Documentation for GetCustomAttribute<T> mentions nothing concerning derived types. That looks for just the specified type T, nothing more, nothing less. So your assertion concerning derived types is just wrong. You need to examine the range of Custom Attributes accordingly and decide that the attribute is of the type, which includes derived types. I provided one usage, but you're free to use which ever GetCustomAttributes is most appropriate.

It's just a shame that there would need to be a couple of combinatorial xunit extensions in the ecosystem.

AArnott commented 6 years ago

If the docs mention nothing about derived types, I don't think we can deduce that that surely affirms that it doesn't work with derived types.

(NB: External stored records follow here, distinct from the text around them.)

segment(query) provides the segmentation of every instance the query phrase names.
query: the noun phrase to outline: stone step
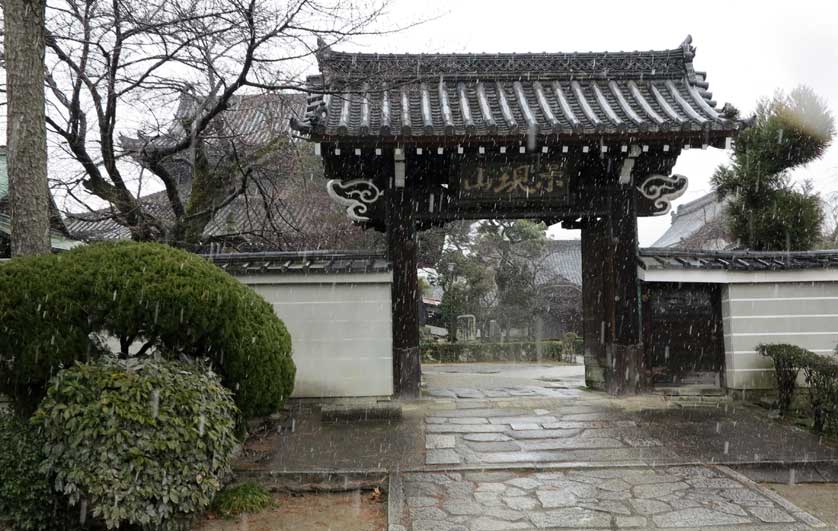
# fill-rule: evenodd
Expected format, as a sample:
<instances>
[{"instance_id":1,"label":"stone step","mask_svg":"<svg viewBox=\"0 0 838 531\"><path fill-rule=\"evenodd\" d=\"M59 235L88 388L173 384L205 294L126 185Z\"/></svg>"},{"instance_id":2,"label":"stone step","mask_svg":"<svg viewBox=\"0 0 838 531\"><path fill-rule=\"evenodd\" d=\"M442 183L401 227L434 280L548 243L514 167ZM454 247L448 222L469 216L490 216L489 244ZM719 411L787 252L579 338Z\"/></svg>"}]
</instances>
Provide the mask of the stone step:
<instances>
[{"instance_id":1,"label":"stone step","mask_svg":"<svg viewBox=\"0 0 838 531\"><path fill-rule=\"evenodd\" d=\"M657 385L653 391L663 396L677 397L719 397L727 392L715 385Z\"/></svg>"},{"instance_id":2,"label":"stone step","mask_svg":"<svg viewBox=\"0 0 838 531\"><path fill-rule=\"evenodd\" d=\"M727 403L730 398L724 396L670 396L668 400L674 405L684 408L689 407L719 407Z\"/></svg>"},{"instance_id":3,"label":"stone step","mask_svg":"<svg viewBox=\"0 0 838 531\"><path fill-rule=\"evenodd\" d=\"M321 422L401 420L401 418L402 405L396 401L347 400L333 404L323 404L320 408Z\"/></svg>"}]
</instances>

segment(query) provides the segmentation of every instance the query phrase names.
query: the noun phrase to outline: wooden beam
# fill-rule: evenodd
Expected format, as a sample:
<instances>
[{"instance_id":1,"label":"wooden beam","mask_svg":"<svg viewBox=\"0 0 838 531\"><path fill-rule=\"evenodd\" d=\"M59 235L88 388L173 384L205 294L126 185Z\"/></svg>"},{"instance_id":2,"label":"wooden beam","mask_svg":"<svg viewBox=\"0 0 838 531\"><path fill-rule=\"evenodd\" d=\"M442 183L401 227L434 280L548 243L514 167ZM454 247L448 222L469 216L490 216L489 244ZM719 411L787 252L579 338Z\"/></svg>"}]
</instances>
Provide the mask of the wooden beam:
<instances>
[{"instance_id":1,"label":"wooden beam","mask_svg":"<svg viewBox=\"0 0 838 531\"><path fill-rule=\"evenodd\" d=\"M606 305L611 337L606 345L608 392L634 394L646 385L637 278L637 208L633 187L611 195Z\"/></svg>"},{"instance_id":2,"label":"wooden beam","mask_svg":"<svg viewBox=\"0 0 838 531\"><path fill-rule=\"evenodd\" d=\"M387 248L393 264L393 392L400 398L418 398L422 368L413 188L388 188L386 198Z\"/></svg>"},{"instance_id":3,"label":"wooden beam","mask_svg":"<svg viewBox=\"0 0 838 531\"><path fill-rule=\"evenodd\" d=\"M585 344L585 384L606 388L606 339L610 337L605 313L605 261L608 254L608 221L582 227L582 336Z\"/></svg>"}]
</instances>

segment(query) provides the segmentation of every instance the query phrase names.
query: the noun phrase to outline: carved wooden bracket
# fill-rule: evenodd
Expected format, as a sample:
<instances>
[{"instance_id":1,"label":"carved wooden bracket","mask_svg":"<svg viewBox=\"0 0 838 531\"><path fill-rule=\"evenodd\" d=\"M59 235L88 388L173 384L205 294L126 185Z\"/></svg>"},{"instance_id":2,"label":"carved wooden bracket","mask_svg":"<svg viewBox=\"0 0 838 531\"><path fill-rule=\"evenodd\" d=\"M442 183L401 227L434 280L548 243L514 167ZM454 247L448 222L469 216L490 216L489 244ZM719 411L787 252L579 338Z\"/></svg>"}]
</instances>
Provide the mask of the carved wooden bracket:
<instances>
[{"instance_id":1,"label":"carved wooden bracket","mask_svg":"<svg viewBox=\"0 0 838 531\"><path fill-rule=\"evenodd\" d=\"M384 195L381 189L370 179L352 179L342 181L331 179L326 183L326 190L329 196L341 206L346 207L346 215L352 221L359 223L369 221L368 213L370 205L378 201Z\"/></svg>"},{"instance_id":2,"label":"carved wooden bracket","mask_svg":"<svg viewBox=\"0 0 838 531\"><path fill-rule=\"evenodd\" d=\"M688 179L683 175L650 175L637 187L637 191L651 203L646 210L647 215L662 216L669 212L672 201L678 199L687 191Z\"/></svg>"}]
</instances>

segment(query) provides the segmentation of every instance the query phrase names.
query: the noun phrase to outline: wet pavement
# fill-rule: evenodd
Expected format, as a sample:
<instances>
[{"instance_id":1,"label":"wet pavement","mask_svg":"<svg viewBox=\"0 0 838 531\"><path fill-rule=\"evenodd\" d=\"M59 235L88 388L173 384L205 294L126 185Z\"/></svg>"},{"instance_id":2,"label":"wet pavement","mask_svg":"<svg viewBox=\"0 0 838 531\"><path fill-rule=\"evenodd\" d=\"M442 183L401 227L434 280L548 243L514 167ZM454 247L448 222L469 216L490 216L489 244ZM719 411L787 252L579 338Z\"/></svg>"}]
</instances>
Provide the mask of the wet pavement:
<instances>
[{"instance_id":1,"label":"wet pavement","mask_svg":"<svg viewBox=\"0 0 838 531\"><path fill-rule=\"evenodd\" d=\"M838 459L838 451L819 437L768 419L756 406L721 401L681 407L654 394L612 398L586 390L583 378L581 366L431 366L425 374L427 394L433 397L425 416L426 465L741 465ZM492 396L500 392L505 396Z\"/></svg>"},{"instance_id":2,"label":"wet pavement","mask_svg":"<svg viewBox=\"0 0 838 531\"><path fill-rule=\"evenodd\" d=\"M389 472L391 491L394 478L404 489L392 531L803 529L817 521L719 465L750 474L783 463L802 479L838 457L742 403L588 391L581 366L424 369L425 398L403 402L401 421L325 423L296 403L295 432L257 441L240 468Z\"/></svg>"},{"instance_id":3,"label":"wet pavement","mask_svg":"<svg viewBox=\"0 0 838 531\"><path fill-rule=\"evenodd\" d=\"M824 527L724 467L404 474L391 530Z\"/></svg>"}]
</instances>

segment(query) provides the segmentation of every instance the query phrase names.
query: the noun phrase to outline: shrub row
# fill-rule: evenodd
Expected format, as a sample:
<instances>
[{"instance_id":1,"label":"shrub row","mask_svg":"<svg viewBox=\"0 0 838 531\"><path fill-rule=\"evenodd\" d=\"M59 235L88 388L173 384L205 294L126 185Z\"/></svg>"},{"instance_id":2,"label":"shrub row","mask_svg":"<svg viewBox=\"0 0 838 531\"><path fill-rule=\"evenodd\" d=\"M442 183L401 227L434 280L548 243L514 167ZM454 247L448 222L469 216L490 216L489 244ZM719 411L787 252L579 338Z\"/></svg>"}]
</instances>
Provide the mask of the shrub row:
<instances>
[{"instance_id":1,"label":"shrub row","mask_svg":"<svg viewBox=\"0 0 838 531\"><path fill-rule=\"evenodd\" d=\"M788 413L803 371L815 431L838 433L838 361L787 344L758 345L757 351L774 361L780 411Z\"/></svg>"},{"instance_id":2,"label":"shrub row","mask_svg":"<svg viewBox=\"0 0 838 531\"><path fill-rule=\"evenodd\" d=\"M541 355L539 356L539 345ZM573 363L576 340L510 341L505 343L425 343L422 359L441 363L486 361L566 361Z\"/></svg>"},{"instance_id":3,"label":"shrub row","mask_svg":"<svg viewBox=\"0 0 838 531\"><path fill-rule=\"evenodd\" d=\"M293 389L291 339L270 304L197 255L118 242L0 265L0 394L31 413L59 369L102 354L97 337L124 356L144 345L211 360L246 417Z\"/></svg>"}]
</instances>

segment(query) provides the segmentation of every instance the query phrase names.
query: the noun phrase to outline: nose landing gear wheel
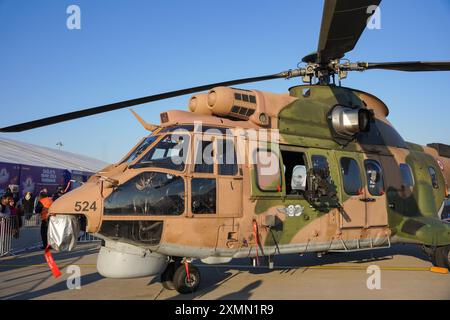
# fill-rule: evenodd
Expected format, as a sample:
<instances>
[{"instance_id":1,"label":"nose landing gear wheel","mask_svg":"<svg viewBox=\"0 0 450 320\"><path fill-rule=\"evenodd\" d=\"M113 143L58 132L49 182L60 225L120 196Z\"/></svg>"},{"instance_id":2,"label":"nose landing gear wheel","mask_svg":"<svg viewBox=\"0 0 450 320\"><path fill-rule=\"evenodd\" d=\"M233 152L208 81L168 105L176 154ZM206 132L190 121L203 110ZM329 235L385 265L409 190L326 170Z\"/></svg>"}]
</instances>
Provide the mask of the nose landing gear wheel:
<instances>
[{"instance_id":1,"label":"nose landing gear wheel","mask_svg":"<svg viewBox=\"0 0 450 320\"><path fill-rule=\"evenodd\" d=\"M200 285L200 271L198 268L190 263L188 268L189 277L184 264L179 264L173 275L175 289L182 294L195 292Z\"/></svg>"}]
</instances>

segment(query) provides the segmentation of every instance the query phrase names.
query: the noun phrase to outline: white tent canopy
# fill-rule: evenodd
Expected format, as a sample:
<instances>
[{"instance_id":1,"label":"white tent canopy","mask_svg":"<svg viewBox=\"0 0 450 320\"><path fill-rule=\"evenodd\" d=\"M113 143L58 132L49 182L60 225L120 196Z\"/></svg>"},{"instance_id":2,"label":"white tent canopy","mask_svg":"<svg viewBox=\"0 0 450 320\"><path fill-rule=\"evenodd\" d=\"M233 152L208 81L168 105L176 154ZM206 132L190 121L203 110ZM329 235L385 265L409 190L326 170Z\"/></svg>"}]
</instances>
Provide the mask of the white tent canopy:
<instances>
[{"instance_id":1,"label":"white tent canopy","mask_svg":"<svg viewBox=\"0 0 450 320\"><path fill-rule=\"evenodd\" d=\"M90 157L3 137L0 137L0 162L88 172L97 172L108 165Z\"/></svg>"}]
</instances>

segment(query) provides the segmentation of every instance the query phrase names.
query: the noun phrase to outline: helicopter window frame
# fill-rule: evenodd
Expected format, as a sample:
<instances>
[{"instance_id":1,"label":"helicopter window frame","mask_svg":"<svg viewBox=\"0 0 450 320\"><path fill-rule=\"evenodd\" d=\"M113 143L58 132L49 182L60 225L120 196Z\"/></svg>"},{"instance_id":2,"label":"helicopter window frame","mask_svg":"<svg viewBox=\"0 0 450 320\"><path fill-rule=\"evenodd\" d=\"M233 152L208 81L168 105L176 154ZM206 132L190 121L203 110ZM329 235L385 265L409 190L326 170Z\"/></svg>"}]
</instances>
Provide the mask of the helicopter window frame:
<instances>
[{"instance_id":1,"label":"helicopter window frame","mask_svg":"<svg viewBox=\"0 0 450 320\"><path fill-rule=\"evenodd\" d=\"M379 180L372 181L369 177L368 172L368 165L373 165L375 167L375 170L377 171L377 174L379 175ZM369 190L369 193L372 196L381 197L385 194L385 185L384 185L384 173L383 173L383 167L381 164L374 159L366 159L364 160L364 173L367 180L367 190ZM374 185L373 188L371 188L371 185Z\"/></svg>"},{"instance_id":2,"label":"helicopter window frame","mask_svg":"<svg viewBox=\"0 0 450 320\"><path fill-rule=\"evenodd\" d=\"M270 152L271 154L275 155L275 157L278 159L278 177L279 177L279 181L278 181L278 185L275 187L275 189L264 189L263 187L261 187L260 185L260 166L258 165L258 153L259 152ZM256 148L253 151L253 159L254 159L254 172L255 172L255 182L256 182L256 187L258 188L258 190L260 192L267 192L267 193L281 193L283 191L283 171L281 168L281 162L280 162L280 154L275 152L274 150L272 150L272 148ZM273 175L275 176L275 174Z\"/></svg>"},{"instance_id":3,"label":"helicopter window frame","mask_svg":"<svg viewBox=\"0 0 450 320\"><path fill-rule=\"evenodd\" d=\"M129 161L130 157L137 151L137 149L139 149L147 139L150 139L152 137L155 137L155 140L150 143L145 149L143 149L138 156L136 156L133 160ZM134 145L133 148L131 148L130 151L127 152L127 154L125 156L122 157L122 159L120 159L120 161L118 162L118 164L123 164L123 163L127 163L128 165L132 165L133 163L136 162L136 160L139 160L140 157L142 157L142 155L145 154L145 151L148 150L149 148L151 148L156 142L159 141L160 138L160 134L159 133L155 133L155 134L150 134L146 137L143 137L139 140L139 142L137 144Z\"/></svg>"},{"instance_id":4,"label":"helicopter window frame","mask_svg":"<svg viewBox=\"0 0 450 320\"><path fill-rule=\"evenodd\" d=\"M206 138L205 138L206 137ZM215 146L215 139L216 136L212 135L212 134L205 134L205 133L194 133L193 134L193 143L192 143L192 149L193 149L193 161L191 164L191 173L195 174L196 176L202 176L202 175L206 175L206 176L210 176L210 175L217 175L217 168L216 168L216 161L215 156L216 156L216 146ZM211 149L211 160L212 163L204 163L204 152L205 152L205 143L207 143L208 145L206 147L212 147ZM197 163L197 159L199 156L199 146L201 145L201 163ZM202 168L202 166L208 166L208 168L211 168L212 171L197 171L197 168Z\"/></svg>"},{"instance_id":5,"label":"helicopter window frame","mask_svg":"<svg viewBox=\"0 0 450 320\"><path fill-rule=\"evenodd\" d=\"M300 148L284 148L280 146L280 154L281 154L281 160L283 161L283 178L284 178L284 185L285 185L285 192L286 192L286 198L304 198L304 194L306 191L308 191L308 170L311 167L310 163L309 163L309 159L307 156L307 152L306 149L300 149ZM300 159L297 160L297 163L294 163L295 161L293 161L292 157L294 157L294 154L296 154ZM286 156L286 157L285 157ZM288 167L286 167L286 161L285 159L289 159L289 161L287 161L290 165ZM293 164L293 165L291 165ZM292 189L292 176L294 173L294 169L297 168L297 166L304 166L306 169L306 181L305 181L305 189L301 190L301 189L295 189L297 190L297 193L292 193L294 189ZM286 172L289 172L288 170L291 171L291 173L286 174ZM288 179L289 178L289 179Z\"/></svg>"},{"instance_id":6,"label":"helicopter window frame","mask_svg":"<svg viewBox=\"0 0 450 320\"><path fill-rule=\"evenodd\" d=\"M348 180L348 178L346 178L346 177L348 177L349 175L348 174L345 174L345 172L344 172L344 167L343 167L343 165L342 165L342 161L343 160L349 160L351 163L354 163L354 164L356 164L356 169L358 169L358 181L359 181L359 188L355 188L355 191L353 191L353 190L348 190L348 187L349 187L349 180ZM344 192L347 194L347 195L349 195L349 196L359 196L359 195L361 195L361 193L363 192L362 190L364 190L363 188L364 188L364 184L363 184L363 181L362 181L362 179L361 179L361 168L360 168L360 166L359 166L359 163L358 163L358 160L356 160L355 158L351 158L351 157L341 157L340 159L339 159L339 167L340 167L340 171L341 171L341 177L342 177L342 187L343 187L343 189L344 189ZM349 166L349 169L350 169L350 166ZM353 187L352 187L353 188Z\"/></svg>"},{"instance_id":7,"label":"helicopter window frame","mask_svg":"<svg viewBox=\"0 0 450 320\"><path fill-rule=\"evenodd\" d=\"M433 166L428 166L428 174L430 175L433 189L439 189L439 178L437 176L437 171Z\"/></svg>"},{"instance_id":8,"label":"helicopter window frame","mask_svg":"<svg viewBox=\"0 0 450 320\"><path fill-rule=\"evenodd\" d=\"M150 152L152 152L153 150L155 150L155 148L167 137L170 136L183 136L184 138L187 138L187 147L186 148L182 148L181 151L185 151L186 155L181 156L183 158L183 167L177 169L176 167L167 167L167 166L162 166L162 165L149 165L150 162L143 162L144 158L149 155ZM187 132L186 130L179 130L179 131L174 131L174 132L170 132L167 134L162 134L160 136L159 139L157 139L156 141L154 141L151 145L151 148L146 149L146 152L143 152L137 159L135 159L135 161L133 161L130 165L129 168L132 169L141 169L141 168L155 168L155 169L163 169L163 170L171 170L171 171L175 171L177 173L183 173L186 171L186 168L188 167L187 165L189 164L189 157L190 157L190 147L191 147L191 142L192 142L192 135L190 132ZM183 142L184 143L184 142ZM174 150L174 149L167 149L168 151L170 150ZM167 158L167 157L166 157Z\"/></svg>"},{"instance_id":9,"label":"helicopter window frame","mask_svg":"<svg viewBox=\"0 0 450 320\"><path fill-rule=\"evenodd\" d=\"M216 128L212 128L212 129L216 129ZM189 164L190 167L190 173L194 174L195 176L199 176L199 177L206 177L206 176L224 176L224 177L235 177L235 176L241 176L242 175L242 170L241 170L241 166L239 164L238 161L238 153L237 153L237 147L238 147L238 143L236 142L236 137L234 137L233 135L229 135L229 134L223 134L223 132L221 130L217 130L215 132L197 132L197 133L193 133L192 134L192 163ZM232 145L233 149L234 149L234 163L232 164L232 166L234 167L233 172L230 173L226 173L221 171L221 167L222 164L219 163L219 156L220 154L223 152L223 148L220 149L219 148L219 142L221 141L227 141L227 143L225 145ZM207 142L208 146L212 145L212 154L211 154L211 161L212 164L206 164L207 166L212 167L212 171L209 170L208 172L205 171L198 171L198 167L205 165L204 163L197 163L197 159L198 159L198 150L199 150L199 143L204 143ZM204 148L202 146L202 155L204 153ZM203 161L203 158L202 158Z\"/></svg>"},{"instance_id":10,"label":"helicopter window frame","mask_svg":"<svg viewBox=\"0 0 450 320\"><path fill-rule=\"evenodd\" d=\"M320 159L320 161L316 161L319 159ZM322 166L323 164L326 164L326 166ZM323 154L312 154L311 155L311 168L313 170L319 169L319 170L326 171L327 175L329 177L331 175L330 162L328 161L328 158Z\"/></svg>"},{"instance_id":11,"label":"helicopter window frame","mask_svg":"<svg viewBox=\"0 0 450 320\"><path fill-rule=\"evenodd\" d=\"M219 147L219 141L222 145ZM219 157L225 155L225 160L227 160L228 146L232 146L233 151L233 163L220 163ZM238 164L238 154L236 153L236 141L234 137L218 136L214 139L214 163L217 165L217 174L219 176L234 177L239 174L239 164ZM227 173L228 168L231 168L231 173Z\"/></svg>"},{"instance_id":12,"label":"helicopter window frame","mask_svg":"<svg viewBox=\"0 0 450 320\"><path fill-rule=\"evenodd\" d=\"M194 201L196 201L196 198L199 197L199 195L196 193L196 190L194 189L194 182L197 181L209 181L209 183L211 184L211 186L214 185L214 212L195 212L194 211ZM196 217L215 217L217 216L217 205L218 205L218 199L217 199L217 190L218 190L218 186L217 186L217 179L214 176L195 176L192 177L189 181L190 184L190 201L189 201L189 210L191 212L192 215L196 216ZM206 184L203 184L206 185Z\"/></svg>"},{"instance_id":13,"label":"helicopter window frame","mask_svg":"<svg viewBox=\"0 0 450 320\"><path fill-rule=\"evenodd\" d=\"M179 189L177 189L179 188ZM116 188L104 200L103 214L114 217L181 217L187 212L187 190L186 179L181 174L168 174L158 171L143 171L125 181ZM132 194L133 196L130 196ZM165 195L169 196L170 201L153 202L149 199ZM178 198L177 198L178 197ZM126 199L126 201L124 200ZM136 202L139 200L140 202ZM129 202L131 201L131 202ZM179 201L179 202L177 202ZM116 203L116 205L114 205ZM160 209L171 205L166 209L166 213L161 214L163 210L147 211L147 204L153 203L159 205ZM121 205L117 206L117 204ZM144 207L142 206L144 204ZM150 206L148 207L150 208ZM176 211L178 209L178 211ZM134 210L131 212L129 210ZM141 212L138 212L141 211Z\"/></svg>"},{"instance_id":14,"label":"helicopter window frame","mask_svg":"<svg viewBox=\"0 0 450 320\"><path fill-rule=\"evenodd\" d=\"M400 163L399 169L402 177L402 186L405 186L406 188L414 188L416 181L414 180L411 166L407 163Z\"/></svg>"}]
</instances>

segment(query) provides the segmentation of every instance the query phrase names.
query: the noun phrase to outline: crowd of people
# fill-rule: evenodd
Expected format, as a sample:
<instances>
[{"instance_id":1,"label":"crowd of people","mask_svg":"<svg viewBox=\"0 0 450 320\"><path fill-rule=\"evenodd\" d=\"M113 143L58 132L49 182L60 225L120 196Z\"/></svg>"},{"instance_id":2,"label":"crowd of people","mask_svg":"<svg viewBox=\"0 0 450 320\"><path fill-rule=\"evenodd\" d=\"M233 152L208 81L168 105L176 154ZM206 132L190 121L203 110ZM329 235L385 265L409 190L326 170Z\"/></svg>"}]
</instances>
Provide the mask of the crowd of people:
<instances>
[{"instance_id":1,"label":"crowd of people","mask_svg":"<svg viewBox=\"0 0 450 320\"><path fill-rule=\"evenodd\" d=\"M23 197L18 193L13 193L10 188L0 196L0 217L6 217L12 220L12 235L19 238L20 228L23 218L30 220L33 215L40 215L41 220L41 238L42 248L47 247L47 229L48 229L48 210L53 201L61 197L67 189L58 187L56 192L49 194L47 188L43 188L37 194L26 192Z\"/></svg>"}]
</instances>

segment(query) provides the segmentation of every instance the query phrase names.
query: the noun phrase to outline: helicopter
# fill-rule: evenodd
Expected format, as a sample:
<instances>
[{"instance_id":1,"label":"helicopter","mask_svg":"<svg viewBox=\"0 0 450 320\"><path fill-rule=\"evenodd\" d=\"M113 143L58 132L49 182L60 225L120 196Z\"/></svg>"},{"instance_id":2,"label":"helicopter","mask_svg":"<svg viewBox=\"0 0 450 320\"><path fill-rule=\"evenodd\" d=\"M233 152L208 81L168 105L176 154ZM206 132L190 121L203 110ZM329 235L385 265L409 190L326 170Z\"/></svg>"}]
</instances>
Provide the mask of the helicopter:
<instances>
[{"instance_id":1,"label":"helicopter","mask_svg":"<svg viewBox=\"0 0 450 320\"><path fill-rule=\"evenodd\" d=\"M450 268L450 146L406 142L376 96L341 86L349 72L450 71L441 62L350 62L381 0L325 0L317 51L304 67L121 101L12 125L20 132L186 94L119 162L50 207L49 243L72 250L79 230L102 239L98 272L160 276L198 289L192 262L421 246ZM302 78L288 93L235 86ZM205 92L206 91L206 92Z\"/></svg>"}]
</instances>

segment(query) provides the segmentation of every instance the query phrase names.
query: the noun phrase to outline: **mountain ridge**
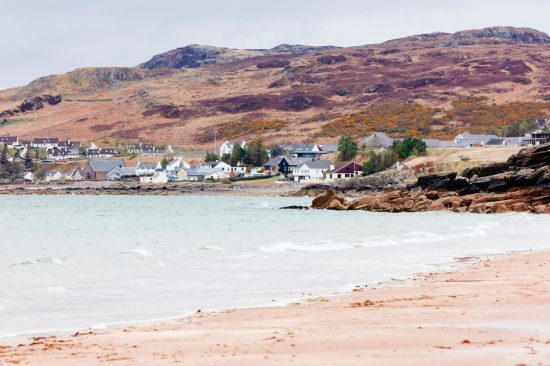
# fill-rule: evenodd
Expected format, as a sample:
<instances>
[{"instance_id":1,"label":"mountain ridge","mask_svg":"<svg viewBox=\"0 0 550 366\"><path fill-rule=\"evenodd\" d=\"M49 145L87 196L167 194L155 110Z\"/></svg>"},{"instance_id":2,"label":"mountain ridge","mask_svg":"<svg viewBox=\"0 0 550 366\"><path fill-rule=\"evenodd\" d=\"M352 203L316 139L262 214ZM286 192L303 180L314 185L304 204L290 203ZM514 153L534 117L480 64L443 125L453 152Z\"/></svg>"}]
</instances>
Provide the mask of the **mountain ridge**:
<instances>
[{"instance_id":1,"label":"mountain ridge","mask_svg":"<svg viewBox=\"0 0 550 366\"><path fill-rule=\"evenodd\" d=\"M514 116L545 117L548 44L550 37L534 29L490 27L355 47L189 45L135 67L77 69L0 91L0 113L39 95L63 97L55 106L10 117L0 135L151 139L195 146L207 143L209 129L229 125L239 129L233 134L239 137L305 141L323 137L330 123L325 137L334 138L335 123L375 105L393 105L383 113L388 120L400 120L396 110L407 103L448 111L468 98L502 108L524 103L530 107ZM417 133L439 136L460 127L484 128L464 123L472 116L452 113L444 122L437 113L430 116ZM281 129L275 121L287 127ZM487 129L492 127L501 126Z\"/></svg>"}]
</instances>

If you're prepared to introduce a second instance of such an xunit extension, I would expect you would consider actually cloning this project locally first to see that in fact the test I added for verifying your claim actually shows that the derived type is recognized, executed, and produces the result you want. Changing the code as you are asking for would make no difference.

Check out this screenshot that proves it works. You'll see code coverage for just the one test shows GetCustomAttribute behaves the way I describe, and that the Test Explorer is in fact populated with all the test cases you'd expect given the sample I added.

image

I hope this will satisfy you that if it's not working for you that the problem lies elsewhere. But if not, I'm done spending time on this anyway.

mwpowellhtx commented 6 years ago

@AArnott Have another look at my solution; GetCustomAttributes, not GetCustomAttribute.

I've spent more than enough time on this black hole.